15. Naar het voorlopig oordeel van de voorzieningenrechter is de bijstandsuitkering van verzoeker terecht ingetrokken, omdat er geen sprake is van een situatie waarmee verzoeker gelijk gesteld moet worden met een Nederlander.

Belangenafweging

16. De voorzieningenrechter weegt de belangen van verzoeker die pleiten vóór het treffen van een voorlopige voorziening en de belangen van verweerder die pleiten tegen het treffen daarvan, als volgt.

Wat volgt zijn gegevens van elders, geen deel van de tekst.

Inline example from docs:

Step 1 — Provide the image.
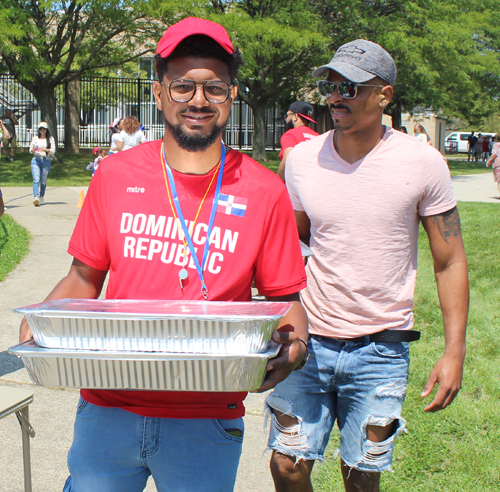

17. Op grond van de nu voorhanden zijnde gegevens heeft het bezwaar van verzoeker naar het oordeel van de voorzieningenrechter geen redelijke kans van slagen. Als er een bijstandsuitkering aan verzoeker wordt toegekend en het primaire besluit blijft in bezwaar in stand, dan kan eiser dit niet terugbetalen. Dit restitutierisico moet zwaarder wegen dan het belang van verzoeker om bijstand te ontvangen. Aangezien ook overigens, gelet op de betrokken belangen, in dit geval geen aanleiding bestaat voor het treffen van de gevraagde voorziening, zal het verzoek worden afgewezen.
18. Voor een proceskostenveroordeling bestaat geen aanleiding.
Deze uitspraak is gedaan door mr. Y. Sneevliet, voorzieningenrechter, in aanwezigheid van mr. A.E. van Gestel, griffier. De beslissing is in het openbaar uitgesproken op 4 november 2020.
griffier voorzieningenrechter
Afschrift verzonden aan partijen op:
Rechtsmiddel
Tegen deze uitspraak staat geen rechtsmiddel open.